Time reported this week that McConnell had told other senators not to fight Trump’s loss, because doing so could continue to hurt Republicans’ chances in the Georgia elections in January. Joe Biden will be President in January, and the House is Democrat-controlled. At this point, McConnell’s retention of power relies on keeping a Republican majority in the Senate.

However, it turns out that at least one Senator-Elect is not on the same page as McConnell. Tommy Tuberville, the Republican who was elected in Alabama after Trump publicly trashed Jeff Sessions for failing to protect him from the Russia investigation, is hinting that he’ll join House Republicans in challenging the Electoral College.

Near the end of the clip above, Tuberville tells reporters that he’s going to have to “do in the Senate” what “you’ve been hearing about…in the House.”

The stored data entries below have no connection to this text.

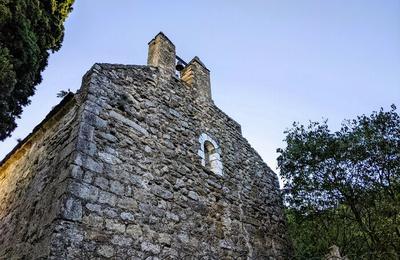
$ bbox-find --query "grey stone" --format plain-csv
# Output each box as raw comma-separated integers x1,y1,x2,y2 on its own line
86,203,102,215
144,145,152,154
188,191,199,201
83,171,94,184
166,211,180,222
178,233,189,243
98,152,119,165
109,110,148,136
98,132,118,143
79,122,95,141
158,233,171,246
103,207,118,218
111,235,133,246
71,165,83,179
141,241,161,255
126,224,143,239
152,186,173,200
120,212,134,221
117,197,138,210
95,176,109,190
98,191,117,206
83,157,103,174
110,180,125,195
97,245,115,258
63,198,82,221
70,182,99,202
105,219,126,233
83,214,104,229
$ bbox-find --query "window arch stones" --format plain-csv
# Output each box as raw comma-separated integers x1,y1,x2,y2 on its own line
198,133,223,176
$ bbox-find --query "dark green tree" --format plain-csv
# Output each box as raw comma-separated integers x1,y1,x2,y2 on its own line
278,105,400,259
0,0,74,140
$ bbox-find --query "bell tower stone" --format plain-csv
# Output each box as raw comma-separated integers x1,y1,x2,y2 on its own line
147,32,176,78
180,56,212,103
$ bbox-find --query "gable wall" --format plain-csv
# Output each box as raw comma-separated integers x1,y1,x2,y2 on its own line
50,64,291,259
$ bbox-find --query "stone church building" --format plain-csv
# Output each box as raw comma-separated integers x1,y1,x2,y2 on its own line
0,33,291,259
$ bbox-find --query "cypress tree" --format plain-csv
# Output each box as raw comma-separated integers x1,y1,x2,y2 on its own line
0,0,74,140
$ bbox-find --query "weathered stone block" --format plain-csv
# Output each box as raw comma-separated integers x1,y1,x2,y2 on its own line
70,182,99,202
141,241,161,255
117,197,138,211
63,197,83,221
105,219,126,233
98,191,117,206
97,245,115,258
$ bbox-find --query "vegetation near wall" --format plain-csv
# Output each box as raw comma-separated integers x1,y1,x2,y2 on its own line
278,105,400,259
0,0,74,140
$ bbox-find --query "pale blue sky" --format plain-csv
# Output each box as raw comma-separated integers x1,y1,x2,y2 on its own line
1,1,399,177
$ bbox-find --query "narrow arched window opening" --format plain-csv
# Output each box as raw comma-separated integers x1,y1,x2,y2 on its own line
198,133,223,176
204,141,215,168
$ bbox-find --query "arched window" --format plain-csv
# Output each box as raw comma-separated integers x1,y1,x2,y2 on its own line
204,141,215,168
198,133,223,176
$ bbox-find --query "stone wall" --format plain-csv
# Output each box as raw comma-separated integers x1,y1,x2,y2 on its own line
50,62,291,259
0,95,80,259
0,33,292,259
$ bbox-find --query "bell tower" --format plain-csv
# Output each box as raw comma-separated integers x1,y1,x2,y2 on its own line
147,32,212,103
147,32,176,78
180,56,212,103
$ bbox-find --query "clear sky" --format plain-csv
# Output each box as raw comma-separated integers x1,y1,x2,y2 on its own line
1,1,399,180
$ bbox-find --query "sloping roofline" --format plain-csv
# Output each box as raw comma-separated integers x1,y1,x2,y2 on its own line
0,92,75,167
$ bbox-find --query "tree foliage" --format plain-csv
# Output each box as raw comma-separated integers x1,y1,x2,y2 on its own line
278,105,400,259
0,0,74,140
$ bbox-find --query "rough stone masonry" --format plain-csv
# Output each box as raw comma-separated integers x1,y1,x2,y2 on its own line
0,32,292,259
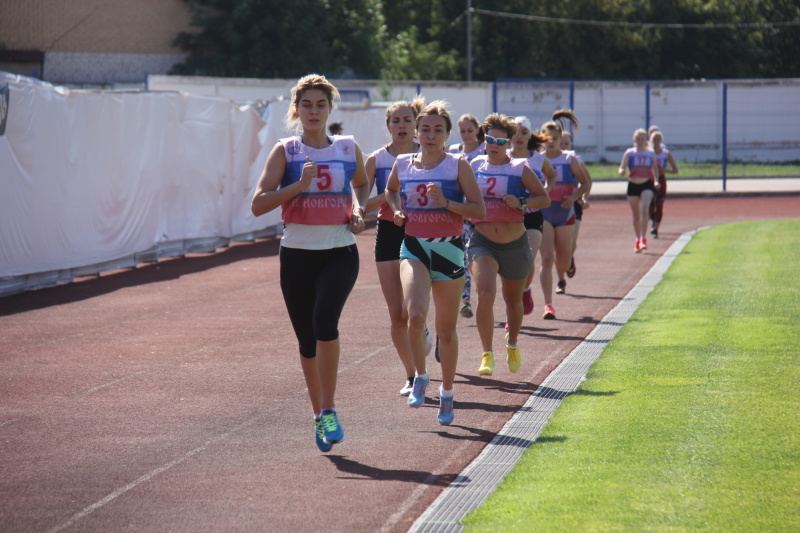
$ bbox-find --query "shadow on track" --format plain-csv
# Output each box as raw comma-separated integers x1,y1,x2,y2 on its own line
0,238,281,316
326,455,461,485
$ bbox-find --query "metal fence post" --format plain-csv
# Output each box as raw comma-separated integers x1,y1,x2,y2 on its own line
722,82,728,191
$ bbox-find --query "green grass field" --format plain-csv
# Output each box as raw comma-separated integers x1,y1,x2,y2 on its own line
462,219,800,531
586,162,800,180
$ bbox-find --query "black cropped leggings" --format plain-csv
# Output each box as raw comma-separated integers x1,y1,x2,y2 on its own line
279,244,359,358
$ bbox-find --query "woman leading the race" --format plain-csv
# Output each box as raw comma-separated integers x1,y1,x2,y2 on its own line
251,74,369,453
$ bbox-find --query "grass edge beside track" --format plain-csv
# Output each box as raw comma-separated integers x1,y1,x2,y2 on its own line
461,219,800,532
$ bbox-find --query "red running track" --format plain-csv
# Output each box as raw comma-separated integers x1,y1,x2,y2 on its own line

In the House, Representative Mo Brooks and Representative-Elect Marjorie Taylor Greene are planning a January 6th challenge to the electoral vote. To force deliberation, there must be at least one challenger from each the House and Senate, and Brooks has been seeking someone in the Senate to help him. New senators are sworn in on January 3rd, meaning that by the 6th, Tuberville will be available to join the challenge.

Georgia’s Senate runoff, meanwhile, takes place on January 5th, and Republicans have already disinvited Trump from a return rally visit, saying he did damage to their cause the first time around, focusing on his own election loss and claims of fraud, rather than supporting the Republican candidates.